HR's fate can go either way in the unknowable future – can leaders keep the odds in their favour?
Will HR become a strategic or redundant function in the future of work?
As industry leaders pave the way to change the perception of HR from transactional to transformational, concerning studies may cast a doubt on whether HR is doing enough to raise its position in the organisation.
A recent quick poll of 1,200 professionals by TimesJob found that one in five employees believe HR will become redundant with rising automation. HR topped the list of functions ‘most likely’ to become redundant, followed by those in production and operations.
And while upskilling is thought to be a crucial factor to ensure relevancy and increase the success of transformation, HR continues to be prioritised least by leaders for upskilling opportunities.
A study by HubSpot Academy found that only about 54% of HR professionals are encouraged to attend classes and courses to acquire new skills. In contrast, 71% of employees in marketing, 78% in IT and 66% in finance are pushed by leaders to raise their upskilling efforts and remain savvy.
Will automation make HR redundant?
Of course, those are only two limited studies that highlight HR’s ongoing challenges in the quest for genuine transformation: a lack of leadership support and sceptical employees.
They are by no means a fail-proof prediction of HR’s future in the changing world of work. What’s more, they shouldn’t feed into HR’s fear of being permanently replaced and drive professionals away from adopting vital HR technology.
After all, HR tech should significantly lessen the ‘paper pushing and transaction processing tasks’ of HR, which will in turn empower them to act more like ‘business partners’ and participate more extensively in the strategic side of business, as quoted in a PwC study.
But how much of AI and technology will take over HR? A poll by CareerBuilder found that more than half (55%) of HR leaders believe that AI will be a regular part of HR in the next five years.
Thankfully, most respondents said the thought of AI in HR does not make them nervous, and only 7% believe that a robot can actually perform their role.

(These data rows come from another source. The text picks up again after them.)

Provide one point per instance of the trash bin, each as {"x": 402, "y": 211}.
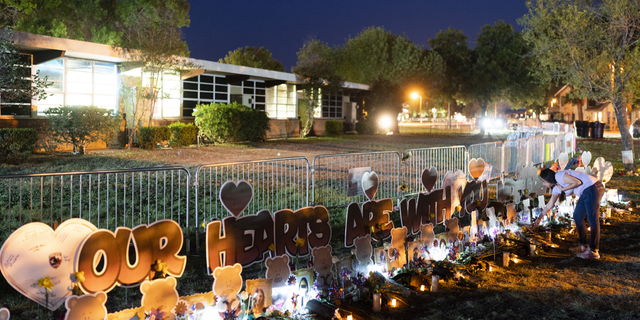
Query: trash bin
{"x": 596, "y": 131}
{"x": 592, "y": 130}
{"x": 582, "y": 129}
{"x": 601, "y": 130}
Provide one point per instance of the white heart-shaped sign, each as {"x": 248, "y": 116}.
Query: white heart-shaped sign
{"x": 563, "y": 159}
{"x": 476, "y": 167}
{"x": 35, "y": 251}
{"x": 370, "y": 184}
{"x": 586, "y": 158}
{"x": 236, "y": 196}
{"x": 605, "y": 169}
{"x": 429, "y": 178}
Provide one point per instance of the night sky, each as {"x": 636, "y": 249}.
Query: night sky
{"x": 282, "y": 26}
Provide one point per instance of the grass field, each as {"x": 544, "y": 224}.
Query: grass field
{"x": 553, "y": 285}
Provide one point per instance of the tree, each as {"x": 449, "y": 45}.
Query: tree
{"x": 93, "y": 21}
{"x": 152, "y": 41}
{"x": 81, "y": 125}
{"x": 253, "y": 57}
{"x": 592, "y": 45}
{"x": 501, "y": 70}
{"x": 17, "y": 83}
{"x": 389, "y": 64}
{"x": 315, "y": 69}
{"x": 451, "y": 45}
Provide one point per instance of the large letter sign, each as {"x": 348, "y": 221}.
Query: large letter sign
{"x": 104, "y": 259}
{"x": 246, "y": 239}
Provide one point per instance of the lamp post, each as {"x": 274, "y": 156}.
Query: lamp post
{"x": 449, "y": 114}
{"x": 415, "y": 95}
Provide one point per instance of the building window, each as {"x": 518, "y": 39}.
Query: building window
{"x": 282, "y": 101}
{"x": 203, "y": 89}
{"x": 19, "y": 106}
{"x": 76, "y": 82}
{"x": 332, "y": 105}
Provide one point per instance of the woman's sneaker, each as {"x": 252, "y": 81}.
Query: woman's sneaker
{"x": 588, "y": 254}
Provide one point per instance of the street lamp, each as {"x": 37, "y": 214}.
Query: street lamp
{"x": 415, "y": 95}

However, another TimesJob survey aimed at top leadership found that 26% of CHROs still see technologies like AI and automation as a threat. Just under half (44%) of respondents believe that automation has the potential to displace CHROs in future – but another 42% don’t think it’ll happen in the immediate future.

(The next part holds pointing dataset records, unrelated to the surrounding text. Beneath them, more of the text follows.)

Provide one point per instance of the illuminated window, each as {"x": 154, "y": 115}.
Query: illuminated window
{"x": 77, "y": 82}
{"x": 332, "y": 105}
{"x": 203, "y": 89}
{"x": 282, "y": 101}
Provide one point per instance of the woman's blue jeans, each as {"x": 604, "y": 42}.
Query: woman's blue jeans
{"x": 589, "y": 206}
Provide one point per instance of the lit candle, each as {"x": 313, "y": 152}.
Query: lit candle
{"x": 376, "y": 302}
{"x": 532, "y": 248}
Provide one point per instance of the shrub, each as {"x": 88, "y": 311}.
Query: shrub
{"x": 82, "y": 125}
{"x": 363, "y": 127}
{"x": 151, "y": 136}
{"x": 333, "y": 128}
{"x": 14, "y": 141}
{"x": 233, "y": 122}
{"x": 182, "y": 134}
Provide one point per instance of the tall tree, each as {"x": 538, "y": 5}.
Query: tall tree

How can HR become more strategic?
Despite the mixed feelings towards technology, 74% of CHROs still think HR tech will aid their roles. As many as one in three said that CHROs are emerging business leaders who play a vital role in executive leadership.

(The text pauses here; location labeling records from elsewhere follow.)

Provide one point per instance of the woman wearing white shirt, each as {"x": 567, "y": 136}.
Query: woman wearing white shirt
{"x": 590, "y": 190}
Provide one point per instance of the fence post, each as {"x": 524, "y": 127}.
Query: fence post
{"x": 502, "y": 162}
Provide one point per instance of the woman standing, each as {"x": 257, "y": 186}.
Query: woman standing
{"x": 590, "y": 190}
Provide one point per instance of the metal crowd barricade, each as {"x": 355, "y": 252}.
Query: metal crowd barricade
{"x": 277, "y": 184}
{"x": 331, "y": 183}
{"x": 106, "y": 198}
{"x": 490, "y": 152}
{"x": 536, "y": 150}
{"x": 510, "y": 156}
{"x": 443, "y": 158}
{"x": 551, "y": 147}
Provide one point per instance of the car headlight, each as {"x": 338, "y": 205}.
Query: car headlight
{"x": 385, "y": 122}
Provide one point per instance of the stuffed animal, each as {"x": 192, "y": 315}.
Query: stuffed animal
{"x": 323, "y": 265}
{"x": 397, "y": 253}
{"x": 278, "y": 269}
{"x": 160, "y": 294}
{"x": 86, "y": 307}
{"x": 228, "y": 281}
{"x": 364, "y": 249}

And if their roles have yet to transform, close to half of CHROs are certain they will become a business leader in the next five years.
Additionally, more than 36% of CHROs said that their roles have evolved from being a talent strategist to functional leaders.
So how can leaders swing the pendulum in their favour?
“In a decade, HR is either going to be the strongest, most important function in the company because strategy, business planning and transformation [teams] will all report to HR, or there will be no HR,” Varun Bhatia, Chief People and Culture Officer at AirAsia told HRD.
“HR will become an administrative function reporting into [another function]. Those are the two scenarios and clearly it will be one or the other. Different companies might go on different paths. It’s not going to be one or the other for the entire [HR] world.”
Bhatia was firm on his stance of how HR can go one way or another.
“I think it’ll really depend on the leadership in HR,” he said. “These are people who are going to change that path. If our leaders in HR can show that they are strategic, that they can partner the business, transform the business, I think we will have a different seat at the table.”
He explained that strong HR leaders can make way for HR to be among executives who define the company’s business strategy along with the CEO. HR will also be able to drive the organisation’s transformation agenda and make crucial decisions on future digital investments.
However, he warned that if the leader is not strategic, HR will disappear as a function and simply turn into a sub-function in the organisation.
“I think it depends on how we invest in ourselves and in HR, and one of the investments is in technology,” he said. “If we can’t get some of the basic things done through technology, we will be consumed by doing the administrative tasks. We will not be able to do what we [want to] strategically. That’s why it’s really important that we make these investments in technology.”
One of AirAsia’s recent HR investments include Workday’s cloud technology for HCM to its 22,000 employees, called Allstars, globally. Rolled out last year, the system enables Bhatia’s team to uncover workforce insights for quicker and more informed decisions in optimising HR and talent management operations.
The technology will help the team manage AirAsia’s employee data including career information, technical skills and training, and other employee records. Additionally, AirAsia employees will have self-service capabilities allowing them to build their own career paths.
“The business is changing and if HR as a function doesn’t change, you won’t be able to help the business,” he said.
Aptly, he went on to use an aviation safety analogy of putting the oxygen masks first before helping others to explain why HR transformation is vital for the function to remain relevant in the future of work.
“That is my philosophy with HR: if we don’t help ourselves as a function, how are we going to help the business?” he said. “First we have to ‘take the mask’ and help ourselves become digitally more aware, and only then can we help the business.”